To determine which hypothesis is more likely, we first examined the degree of gene flow among dogs in different regions. African dogs and dingo/NGSD represent opposite edges of the dog cluster in the PCA (Fig. 1A), and show the lowest and highest affinities with Japanese wolves, respectively (Fig. 2C). Among dogs, African dogs show the lowest affinity with dingo/NGSD and dingo/NGSDs show the lowest affinity with African dogs (Supplementary Figs. 35 and 36). Dingoes are estimated to have diverged from South Asian dogs 8300 years ago (CI: 5400–11200)30, with archaeological evidence supporting their arrival in Australia at least 3500 years ago31 or 3348−3081 years ago32. It is considered that the dingoes have been isolated in Australia since then1,5. African dogs are estimated to have diverged from European breeds 14,000 years ago33 with archaeological evidence dating the earliest dog in Africa at 6300-5600 BC34. These studies also indicate that they have remained isolated since this time1,5. The African Dog and Dingo/NGSD are included in the West Eurasian and East Eurasian clades, respectively (Supplementary Figs. 1921). Therefore, they are likely to be the oldest diverging lineages in their respective clades.
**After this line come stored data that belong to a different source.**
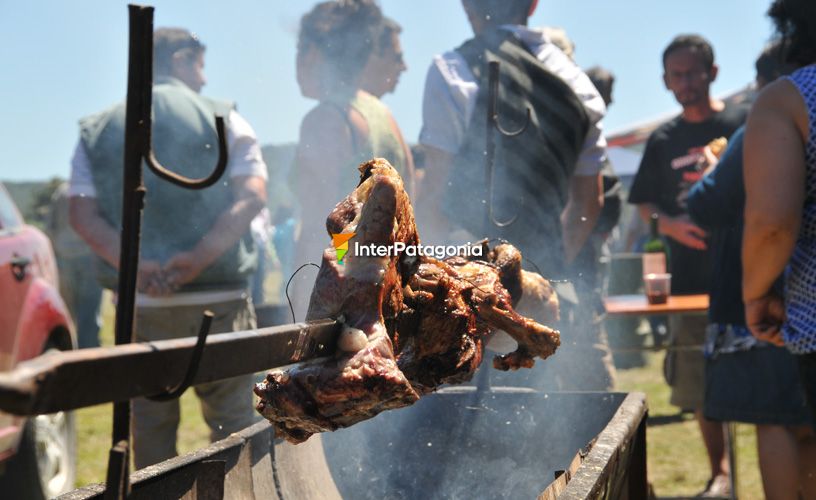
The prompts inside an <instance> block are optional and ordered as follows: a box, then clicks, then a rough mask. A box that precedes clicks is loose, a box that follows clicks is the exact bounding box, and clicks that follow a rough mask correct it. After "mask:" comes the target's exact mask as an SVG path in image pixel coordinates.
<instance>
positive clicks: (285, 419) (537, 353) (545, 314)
mask: <svg viewBox="0 0 816 500" xmlns="http://www.w3.org/2000/svg"><path fill="white" fill-rule="evenodd" d="M360 175H361V177H360V184H359V185H358V187H357V188H356V189H355V190H354V191H353V192H352V193H351V194H350V195H349V196H347V197H346V198H345V199H344V200H343V201H342V202H340V203H339V204H337V206H336V207H335V208H334V210H333V211H332V213H331V214H330V215H329V217H328V220H327V221H326V227H327V230H328V232H329V234H343V233H345V234H348V233H355V236H354V241H355V242H356V243H357V244H359V245H361V246H362V245H370V244H372V243H373V244H375V245H386V246H393V245H394V243H395V242H403V243H405V244H406V245H417V244H419V236H418V234H417V229H416V225H415V223H414V215H413V209H412V207H411V204H410V202H409V199H408V196H407V194H406V193H405V190H404V188H403V184H402V180H401V179H400V177H399V175H398V174H397V172H396V170H394V169H393V168H392V167H391V166H390V165H389V164H388V162H387V161H385V160H383V159H375V160H372V161H370V162H368V163H365V164H362V165H360ZM482 245H484V252H483V253H482V255H483V257H481V258H480V260H474V259H475V258H472V257H471V258H465V257H452V258H448V259H445V260H437V259H434V258H430V257H409V256H408V254H407V252H403V253H402V254H399V255H393V256H391V257H363V256H357V255H354V254H353V252H349V254H348V255H346V256H345V257H344V258H343V259H342V263H341V262H338V254H337V250H336V249H335V248H334V247H329V248H327V249H326V250H325V251H324V253H323V260H322V265H321V268H320V272H319V274H318V277H317V280H316V282H315V287H314V289H313V291H312V296H311V300H310V304H309V312H308V314H307V319H320V318H337V319H340V320H342V322H343V323H344V325H345V327H344V330H343V332H342V333H341V336H340V338H339V340H338V349H337V354H336V356H335V357H334V358H333V359H331V360H328V361H316V362H311V363H305V364H302V365H299V366H297V367H294V368H291V369H288V370H274V371H272V372H270V373H269V374H268V375H267V377H266V379H265V381H264V382H261V383H260V384H257V386H256V387H255V393H256V394H257V395H258V396H259V397H260V398H261V399H260V402H259V403H258V411H259V412H260V413H261V414H262V415H263V416H264V417H266V418H267V419H269V420H270V421H271V422H272V424H273V425H274V426H275V430H276V435H278V436H279V437H284V438H286V439H287V440H289V441H291V442H294V443H299V442H302V441H304V440H306V439H308V438H309V436H311V435H312V434H314V433H316V432H323V431H331V430H335V429H338V428H342V427H348V426H350V425H353V424H355V423H357V422H360V421H362V420H365V419H368V418H371V417H373V416H375V415H376V414H378V413H380V412H382V411H385V410H389V409H394V408H400V407H404V406H408V405H410V404H412V403H414V402H415V401H416V400H417V399H419V397H420V396H421V395H423V394H427V393H428V392H431V391H433V390H434V389H436V388H437V387H438V386H440V385H441V384H448V383H458V382H463V381H466V380H469V379H470V377H471V376H472V375H473V373H474V372H475V371H476V369H477V368H478V366H479V364H480V363H481V360H482V354H483V342H484V341H485V339H486V337H487V336H488V335H490V334H491V332H492V331H494V330H503V331H504V332H506V333H507V334H509V335H510V336H511V337H513V338H514V339H515V340H516V341H517V342H518V345H519V347H518V349H517V350H516V351H515V352H512V353H510V354H506V355H504V356H500V357H497V358H496V359H494V362H493V364H494V366H495V367H496V368H499V369H502V370H508V369H517V368H520V367H530V366H532V365H533V362H534V358H536V357H539V358H542V359H543V358H546V357H547V356H549V355H551V354H552V353H553V352H554V351H555V349H556V348H557V347H558V345H559V342H560V340H559V335H558V332H557V331H554V330H552V329H551V328H549V327H546V326H544V325H542V324H540V323H538V322H536V321H534V320H532V319H529V318H526V317H524V316H521V315H519V314H518V313H517V312H516V311H515V310H514V308H513V304H514V303H515V302H518V301H519V300H524V299H525V298H526V299H527V300H528V301H530V302H532V303H536V304H538V309H539V311H543V313H542V314H543V315H544V317H547V318H552V319H556V317H557V299H555V294H554V293H553V292H552V289H551V288H549V284H548V283H547V282H546V280H543V278H540V276H538V275H533V276H535V277H532V276H530V273H526V271H522V269H521V255H520V253H519V252H518V250H517V249H516V248H515V247H513V246H512V245H509V244H500V245H498V246H496V247H495V248H492V249H491V248H489V247H488V245H487V243H486V242H483V243H482ZM528 290H529V292H528ZM526 295H527V296H526ZM553 307H554V308H555V310H554V312H553V310H552V309H553Z"/></svg>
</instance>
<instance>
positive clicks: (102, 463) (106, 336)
mask: <svg viewBox="0 0 816 500" xmlns="http://www.w3.org/2000/svg"><path fill="white" fill-rule="evenodd" d="M103 300H104V307H103V325H102V332H101V334H100V336H101V339H102V345H105V346H107V345H113V344H114V342H113V316H114V310H113V306H112V305H111V300H110V296H109V295H108V294H105V298H104V299H103ZM76 422H77V483H76V484H77V487H80V486H85V485H87V484H91V483H104V482H105V471H106V470H107V467H108V451H109V449H110V446H111V426H112V424H113V405H112V404H104V405H98V406H92V407H90V408H83V409H81V410H77V412H76ZM209 442H210V438H209V428H208V427H207V425H206V424H205V423H204V419H203V418H202V416H201V410H200V407H199V405H198V398H196V396H195V393H194V392H193V391H192V390H188V391H187V392H185V393H184V395H183V396H182V397H181V426H180V427H179V434H178V451H179V453H182V454H183V453H188V452H190V451H193V450H195V449H198V448H202V447H204V446H206V445H208V444H209Z"/></svg>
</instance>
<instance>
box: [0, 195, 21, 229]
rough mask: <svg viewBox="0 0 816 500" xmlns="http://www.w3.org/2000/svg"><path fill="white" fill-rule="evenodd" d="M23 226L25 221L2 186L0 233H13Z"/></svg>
mask: <svg viewBox="0 0 816 500" xmlns="http://www.w3.org/2000/svg"><path fill="white" fill-rule="evenodd" d="M22 225H23V220H22V218H21V217H20V213H19V212H18V211H17V207H15V206H14V202H13V201H11V197H10V196H9V194H8V192H6V189H5V188H4V187H3V186H2V185H0V231H11V230H14V229H16V228H18V227H20V226H22Z"/></svg>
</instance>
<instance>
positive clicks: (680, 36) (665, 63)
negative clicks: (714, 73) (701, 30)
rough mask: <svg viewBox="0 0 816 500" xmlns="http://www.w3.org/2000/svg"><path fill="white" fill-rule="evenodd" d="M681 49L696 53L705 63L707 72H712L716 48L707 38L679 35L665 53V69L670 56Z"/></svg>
mask: <svg viewBox="0 0 816 500" xmlns="http://www.w3.org/2000/svg"><path fill="white" fill-rule="evenodd" d="M681 49H689V50H691V51H692V52H696V53H697V54H698V55H699V56H700V58H701V60H702V63H703V67H705V69H706V71H710V70H711V68H712V67H713V66H714V48H712V47H711V44H710V43H709V42H708V40H706V39H705V38H703V37H701V36H700V35H678V36H676V37H674V40H672V41H671V43H669V46H668V47H666V49H665V50H664V51H663V67H664V68H665V67H666V59H668V58H669V56H670V55H671V54H672V53H673V52H675V51H677V50H681Z"/></svg>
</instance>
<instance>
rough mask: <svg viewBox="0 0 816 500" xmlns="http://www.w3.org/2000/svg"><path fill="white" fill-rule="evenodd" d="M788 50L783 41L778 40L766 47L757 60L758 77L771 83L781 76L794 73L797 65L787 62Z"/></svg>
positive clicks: (759, 55) (758, 57) (776, 40)
mask: <svg viewBox="0 0 816 500" xmlns="http://www.w3.org/2000/svg"><path fill="white" fill-rule="evenodd" d="M786 49H787V47H785V44H784V43H783V40H782V39H776V40H774V41H772V42H771V43H769V44H768V45H766V46H765V48H764V49H763V50H762V53H761V54H759V57H758V58H757V60H756V64H755V67H756V70H757V76H758V77H760V78H762V79H763V80H765V82H767V83H770V82H772V81H774V80H776V79H777V78H779V77H780V76H784V75H788V74H790V73H793V71H794V70H795V69H796V65H794V64H791V63H789V62H787V50H786Z"/></svg>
The f4 statistics biplot showed that dogs showing higher affinity with dingo/NGSD show lower affinity with African dogs while dogs showing higher affinity with African dogs show lower affinity with Dingo/NGSD (Supplementary Fig. 37). This negative correlation suggests most dog populations were formed through extensive past mixing between East and West Eurasian lineages represented by dingo/NGSD and African dogs, respectively. Indeed, several dogs in South and East Asia are genomically characterized as dingo/NGSD admixed with African dogs by negative values of f3 statistics28 (Supplementary Fig. 38).
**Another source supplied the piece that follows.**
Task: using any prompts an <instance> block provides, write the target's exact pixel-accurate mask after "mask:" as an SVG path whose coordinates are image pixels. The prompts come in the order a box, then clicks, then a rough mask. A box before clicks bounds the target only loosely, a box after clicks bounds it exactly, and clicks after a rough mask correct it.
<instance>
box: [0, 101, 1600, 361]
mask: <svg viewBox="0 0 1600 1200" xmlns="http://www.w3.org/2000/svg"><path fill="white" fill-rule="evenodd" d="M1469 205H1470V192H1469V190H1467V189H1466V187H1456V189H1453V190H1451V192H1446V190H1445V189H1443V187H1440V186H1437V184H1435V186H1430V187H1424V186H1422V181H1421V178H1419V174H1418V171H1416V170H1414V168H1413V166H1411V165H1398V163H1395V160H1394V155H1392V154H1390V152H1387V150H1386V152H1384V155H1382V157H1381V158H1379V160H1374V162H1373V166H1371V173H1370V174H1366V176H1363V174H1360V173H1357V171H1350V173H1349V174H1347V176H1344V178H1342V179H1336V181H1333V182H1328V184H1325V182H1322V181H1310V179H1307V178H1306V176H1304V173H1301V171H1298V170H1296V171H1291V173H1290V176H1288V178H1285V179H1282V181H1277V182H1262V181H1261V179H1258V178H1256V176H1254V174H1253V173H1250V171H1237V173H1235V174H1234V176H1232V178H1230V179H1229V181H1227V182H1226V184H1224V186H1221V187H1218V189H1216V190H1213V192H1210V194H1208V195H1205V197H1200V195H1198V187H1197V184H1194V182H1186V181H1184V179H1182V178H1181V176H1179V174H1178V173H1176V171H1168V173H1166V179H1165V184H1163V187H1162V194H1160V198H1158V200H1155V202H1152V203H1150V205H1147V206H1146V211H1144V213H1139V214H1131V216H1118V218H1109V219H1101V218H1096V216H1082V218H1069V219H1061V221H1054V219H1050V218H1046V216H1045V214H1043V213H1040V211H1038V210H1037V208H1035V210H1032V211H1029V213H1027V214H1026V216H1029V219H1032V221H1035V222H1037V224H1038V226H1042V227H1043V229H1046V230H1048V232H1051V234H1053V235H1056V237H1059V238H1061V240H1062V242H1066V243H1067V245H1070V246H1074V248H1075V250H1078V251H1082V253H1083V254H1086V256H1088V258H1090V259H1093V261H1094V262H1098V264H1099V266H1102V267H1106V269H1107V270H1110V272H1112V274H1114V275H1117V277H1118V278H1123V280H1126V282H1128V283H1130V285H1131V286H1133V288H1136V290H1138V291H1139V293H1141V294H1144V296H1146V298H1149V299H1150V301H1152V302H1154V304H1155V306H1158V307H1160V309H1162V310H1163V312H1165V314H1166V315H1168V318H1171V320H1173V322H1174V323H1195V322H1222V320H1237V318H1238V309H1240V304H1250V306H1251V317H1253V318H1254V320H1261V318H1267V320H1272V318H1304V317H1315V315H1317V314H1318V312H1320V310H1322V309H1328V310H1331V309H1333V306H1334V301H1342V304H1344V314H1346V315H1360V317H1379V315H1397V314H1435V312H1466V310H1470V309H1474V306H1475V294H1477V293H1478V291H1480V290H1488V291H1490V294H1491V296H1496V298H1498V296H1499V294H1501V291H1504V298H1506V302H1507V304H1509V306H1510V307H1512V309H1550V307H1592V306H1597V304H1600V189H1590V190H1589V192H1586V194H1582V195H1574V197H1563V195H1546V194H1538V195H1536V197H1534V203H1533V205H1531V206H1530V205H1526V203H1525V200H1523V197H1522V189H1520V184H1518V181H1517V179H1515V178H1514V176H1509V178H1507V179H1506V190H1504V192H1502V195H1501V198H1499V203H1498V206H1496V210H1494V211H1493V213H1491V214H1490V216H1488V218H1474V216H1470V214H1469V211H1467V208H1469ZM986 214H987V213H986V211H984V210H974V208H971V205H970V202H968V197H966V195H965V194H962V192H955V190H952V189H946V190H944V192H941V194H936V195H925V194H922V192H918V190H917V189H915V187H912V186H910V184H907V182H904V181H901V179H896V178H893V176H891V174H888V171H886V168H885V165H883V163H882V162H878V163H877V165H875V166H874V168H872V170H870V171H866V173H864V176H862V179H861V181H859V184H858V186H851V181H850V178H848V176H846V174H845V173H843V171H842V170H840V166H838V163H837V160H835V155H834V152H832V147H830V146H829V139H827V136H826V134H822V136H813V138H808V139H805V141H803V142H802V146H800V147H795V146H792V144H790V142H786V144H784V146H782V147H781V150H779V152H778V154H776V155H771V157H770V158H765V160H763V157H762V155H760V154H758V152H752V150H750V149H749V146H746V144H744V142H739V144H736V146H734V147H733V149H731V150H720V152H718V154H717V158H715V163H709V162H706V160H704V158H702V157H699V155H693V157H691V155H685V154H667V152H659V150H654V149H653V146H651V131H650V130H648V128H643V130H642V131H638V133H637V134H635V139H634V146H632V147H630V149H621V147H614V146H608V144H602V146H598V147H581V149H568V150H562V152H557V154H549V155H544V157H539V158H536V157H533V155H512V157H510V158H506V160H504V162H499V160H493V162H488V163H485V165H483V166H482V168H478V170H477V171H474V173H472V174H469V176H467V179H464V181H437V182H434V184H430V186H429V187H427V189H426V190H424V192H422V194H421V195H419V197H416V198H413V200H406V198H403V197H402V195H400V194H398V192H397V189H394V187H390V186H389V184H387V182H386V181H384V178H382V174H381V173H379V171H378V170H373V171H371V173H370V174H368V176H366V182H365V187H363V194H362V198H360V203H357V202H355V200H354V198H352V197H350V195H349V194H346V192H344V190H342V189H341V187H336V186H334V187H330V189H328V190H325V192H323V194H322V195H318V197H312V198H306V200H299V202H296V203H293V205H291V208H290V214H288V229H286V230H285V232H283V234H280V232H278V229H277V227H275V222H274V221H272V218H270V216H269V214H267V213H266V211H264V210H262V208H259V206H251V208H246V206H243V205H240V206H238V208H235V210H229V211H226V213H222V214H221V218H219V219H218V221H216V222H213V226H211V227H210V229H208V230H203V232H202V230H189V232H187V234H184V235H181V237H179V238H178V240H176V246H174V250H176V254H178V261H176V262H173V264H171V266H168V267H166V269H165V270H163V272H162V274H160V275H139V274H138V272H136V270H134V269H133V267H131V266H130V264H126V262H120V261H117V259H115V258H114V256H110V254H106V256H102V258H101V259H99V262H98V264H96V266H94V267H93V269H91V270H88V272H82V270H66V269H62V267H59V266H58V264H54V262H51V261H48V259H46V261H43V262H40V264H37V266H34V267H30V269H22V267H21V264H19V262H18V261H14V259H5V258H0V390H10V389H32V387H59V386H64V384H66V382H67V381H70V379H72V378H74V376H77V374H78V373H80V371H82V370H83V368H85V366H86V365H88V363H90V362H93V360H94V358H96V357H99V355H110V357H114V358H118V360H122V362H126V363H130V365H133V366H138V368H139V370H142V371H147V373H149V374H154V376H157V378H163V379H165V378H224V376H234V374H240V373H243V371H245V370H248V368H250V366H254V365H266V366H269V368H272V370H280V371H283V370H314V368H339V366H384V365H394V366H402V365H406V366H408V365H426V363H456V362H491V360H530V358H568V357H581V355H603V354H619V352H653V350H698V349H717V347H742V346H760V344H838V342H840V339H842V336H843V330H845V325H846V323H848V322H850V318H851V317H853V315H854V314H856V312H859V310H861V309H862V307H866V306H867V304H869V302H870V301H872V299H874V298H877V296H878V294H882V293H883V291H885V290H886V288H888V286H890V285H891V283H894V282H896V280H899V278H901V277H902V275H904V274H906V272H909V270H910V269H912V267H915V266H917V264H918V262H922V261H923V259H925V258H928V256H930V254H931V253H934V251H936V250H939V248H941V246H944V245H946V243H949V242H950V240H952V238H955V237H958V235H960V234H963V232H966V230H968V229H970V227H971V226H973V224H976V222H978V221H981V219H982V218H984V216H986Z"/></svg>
Next, we examined the degree of introgression between dogs from different regions and Japanese wolf ancestry. TreeMix analysis indicates an introgression from the ancestor of Japanese wolves into the common ancestor of dingo/NGSD and Japanese dogs (Fig. 3B). The f3 biplot of affinities with dingo/NGSD and with Japanese wolves (Fig. 3C) shows a positive correlation among dogs, indicating that the Japanese wolf ancestry genome has become widespread through the admixture between West and East Eurasian dog lineages and persists in the modern genomes of the East Eurasian lineage (see Supplementary Fig. 39 and the legend of Supplementary Fig. 39 for a detailed explanation of this event). Therefore, it is likely that the genome of the Japanese wolf ancestor was introgressed into an ancestral lineage of the East Eurasian lineage after the split of West and East Eurasian lineages (Fig. 4). Subsequently, the East Eurasian lineage containing the Japanese wolf ancestry admixed with the West Eurasian lineage, resulting in differences in affinities with the Japanese wolves. Hence, it is likely that the difference in the degree of genomic introgression from Japanese wolves to dogs was caused by a single introgression followed by diffusion of the Japanese wolf genome into various dog populations.
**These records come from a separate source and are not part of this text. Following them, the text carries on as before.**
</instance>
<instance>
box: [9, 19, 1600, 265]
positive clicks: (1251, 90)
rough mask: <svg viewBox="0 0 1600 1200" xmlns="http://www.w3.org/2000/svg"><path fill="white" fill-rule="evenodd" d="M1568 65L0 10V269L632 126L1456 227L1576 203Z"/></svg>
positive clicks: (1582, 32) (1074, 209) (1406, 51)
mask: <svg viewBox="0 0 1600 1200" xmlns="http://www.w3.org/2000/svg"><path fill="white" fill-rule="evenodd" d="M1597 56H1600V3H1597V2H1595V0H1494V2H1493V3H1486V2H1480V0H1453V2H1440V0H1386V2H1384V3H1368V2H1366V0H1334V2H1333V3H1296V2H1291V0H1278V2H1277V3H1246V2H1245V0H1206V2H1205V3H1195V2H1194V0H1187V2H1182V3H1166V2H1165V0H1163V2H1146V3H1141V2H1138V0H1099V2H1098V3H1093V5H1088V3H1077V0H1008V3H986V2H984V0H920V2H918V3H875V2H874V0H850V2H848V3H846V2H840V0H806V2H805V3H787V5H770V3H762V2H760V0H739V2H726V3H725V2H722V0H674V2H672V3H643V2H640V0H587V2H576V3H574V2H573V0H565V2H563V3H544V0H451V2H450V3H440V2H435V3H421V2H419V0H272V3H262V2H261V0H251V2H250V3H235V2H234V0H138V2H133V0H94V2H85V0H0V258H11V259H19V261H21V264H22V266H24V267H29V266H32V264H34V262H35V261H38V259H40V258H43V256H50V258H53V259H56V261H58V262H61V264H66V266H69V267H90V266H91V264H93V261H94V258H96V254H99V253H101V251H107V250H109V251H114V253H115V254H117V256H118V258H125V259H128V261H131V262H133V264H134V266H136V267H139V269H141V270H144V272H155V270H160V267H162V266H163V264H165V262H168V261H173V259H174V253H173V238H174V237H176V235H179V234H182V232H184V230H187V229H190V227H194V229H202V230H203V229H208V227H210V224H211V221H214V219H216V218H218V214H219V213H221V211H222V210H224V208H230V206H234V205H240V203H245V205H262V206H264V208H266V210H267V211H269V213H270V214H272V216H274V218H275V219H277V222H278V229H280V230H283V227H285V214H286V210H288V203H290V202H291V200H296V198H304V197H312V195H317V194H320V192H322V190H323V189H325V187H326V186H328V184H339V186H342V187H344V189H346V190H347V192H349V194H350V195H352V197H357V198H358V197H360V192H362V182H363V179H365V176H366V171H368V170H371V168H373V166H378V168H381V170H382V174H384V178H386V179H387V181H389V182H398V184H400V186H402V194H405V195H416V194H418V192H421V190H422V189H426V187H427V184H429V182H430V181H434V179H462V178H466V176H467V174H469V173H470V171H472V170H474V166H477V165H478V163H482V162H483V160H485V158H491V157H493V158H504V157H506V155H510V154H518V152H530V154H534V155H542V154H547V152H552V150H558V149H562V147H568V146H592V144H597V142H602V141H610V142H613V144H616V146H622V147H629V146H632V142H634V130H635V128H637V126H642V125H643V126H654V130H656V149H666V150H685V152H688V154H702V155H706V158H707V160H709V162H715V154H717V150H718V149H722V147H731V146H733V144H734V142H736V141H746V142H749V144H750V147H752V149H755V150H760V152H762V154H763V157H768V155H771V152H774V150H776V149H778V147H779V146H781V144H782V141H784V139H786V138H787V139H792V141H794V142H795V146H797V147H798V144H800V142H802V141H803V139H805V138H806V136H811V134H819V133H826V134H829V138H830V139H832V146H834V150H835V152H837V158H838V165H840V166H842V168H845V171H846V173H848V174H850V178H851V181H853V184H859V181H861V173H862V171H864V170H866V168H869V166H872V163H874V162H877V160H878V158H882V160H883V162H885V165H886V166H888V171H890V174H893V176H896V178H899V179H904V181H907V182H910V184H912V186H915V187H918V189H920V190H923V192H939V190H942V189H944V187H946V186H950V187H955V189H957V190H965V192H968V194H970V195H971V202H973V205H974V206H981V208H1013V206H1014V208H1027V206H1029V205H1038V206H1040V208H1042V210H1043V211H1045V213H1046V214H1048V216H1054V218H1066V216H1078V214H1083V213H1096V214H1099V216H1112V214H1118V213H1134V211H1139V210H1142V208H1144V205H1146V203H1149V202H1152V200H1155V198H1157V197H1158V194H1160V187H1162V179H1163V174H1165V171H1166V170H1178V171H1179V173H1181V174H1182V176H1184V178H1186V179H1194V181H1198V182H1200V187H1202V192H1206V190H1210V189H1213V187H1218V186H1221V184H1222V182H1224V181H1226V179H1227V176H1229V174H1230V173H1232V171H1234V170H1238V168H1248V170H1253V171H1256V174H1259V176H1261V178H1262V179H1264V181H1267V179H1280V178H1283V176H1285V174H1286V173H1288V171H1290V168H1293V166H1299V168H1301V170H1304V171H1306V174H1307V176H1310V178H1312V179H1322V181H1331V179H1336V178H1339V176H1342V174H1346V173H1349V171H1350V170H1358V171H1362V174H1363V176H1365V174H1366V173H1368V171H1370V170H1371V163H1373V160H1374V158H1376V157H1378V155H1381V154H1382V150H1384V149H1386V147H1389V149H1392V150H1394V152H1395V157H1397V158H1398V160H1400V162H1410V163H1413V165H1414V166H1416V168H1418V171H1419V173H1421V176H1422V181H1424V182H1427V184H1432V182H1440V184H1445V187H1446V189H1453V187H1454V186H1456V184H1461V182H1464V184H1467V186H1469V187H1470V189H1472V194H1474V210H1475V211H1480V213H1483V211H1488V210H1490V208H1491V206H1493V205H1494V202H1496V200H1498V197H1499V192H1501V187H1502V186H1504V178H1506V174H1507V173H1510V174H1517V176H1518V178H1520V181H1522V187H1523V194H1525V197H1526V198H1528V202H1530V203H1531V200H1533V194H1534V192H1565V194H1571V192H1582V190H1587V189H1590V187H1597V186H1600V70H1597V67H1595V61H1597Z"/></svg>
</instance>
Fig. 4: A model of Japanese wolf introgression.
figure 4

Dotted and solid lines indicate introgression events. Purple represents the Japanese wolf genome.

Discussion

The Japanese wolves are likely to have been isolated in the Japanese archipelago until their extinction only 100 years ago. This study reveals that they form a monophyletic group with no evidence of gene flow with other Eurasian gray wolves.

The tree topology in phylogenetic analyses could be affected by introgression between taxa because the introgressed genomic regions make the taxa more closely related. Therefore, if we exclude introgressed genomic regions from the phylogenetic analysis, we can reconstruct the most accurate phylogenetic relationships. In this study, we showed an introgression from the ancestor of the Japanese wolf to the ancestor of the East Eurasian dog. We reconstructed a phylogenetic tree using only African dogs to exclude the introgressed genomic regions from the phylogenetic analysis. The tree showed that the Japanese wolf and dog are most closely related. Therefore, we conclude that the dog lineage has diverged from the common ancestor of the dog and the Japanese wolf.

One notable aspect of Japanese wolves is their phylogenetic position. In Eurasia, our phylogenetic analysis showed that the European/Middle East lineage of the gray wolves diverged at the basal position, followed by the East Asian lineage. In the East Asian lineage, the monophyletic group of Japanese wolves and the dog lineage form a sister-group relationship. The order in which Eurasian wolf lineages diverged is from west to east in geographical order on the Eurasian continent. Considering these phylogenetic and geographic relationships, it is most likely that it was in East Asia that the divergence between the Japanese wolf and the dog lineages has occurred. In other words, the extinct population of the gray wolf from which dogs are suspected to have been domesticated1,3,5,9,11,12 was closely related to the ancestor of the Japanese wolf and was likely to inhabit East Asia. This hypothesis does not directly imply that the origin of dog domestication was in East Asia. Although the domestication process would have been initiated with the animals’ association with humans5, our phylogenetic analyses provide no evidence for when dog lineages began to associate with humans. Further archaeological evidence in the studies of ancient “proto-dog” populations are required to clarify the beginnings of the dog-human relationship.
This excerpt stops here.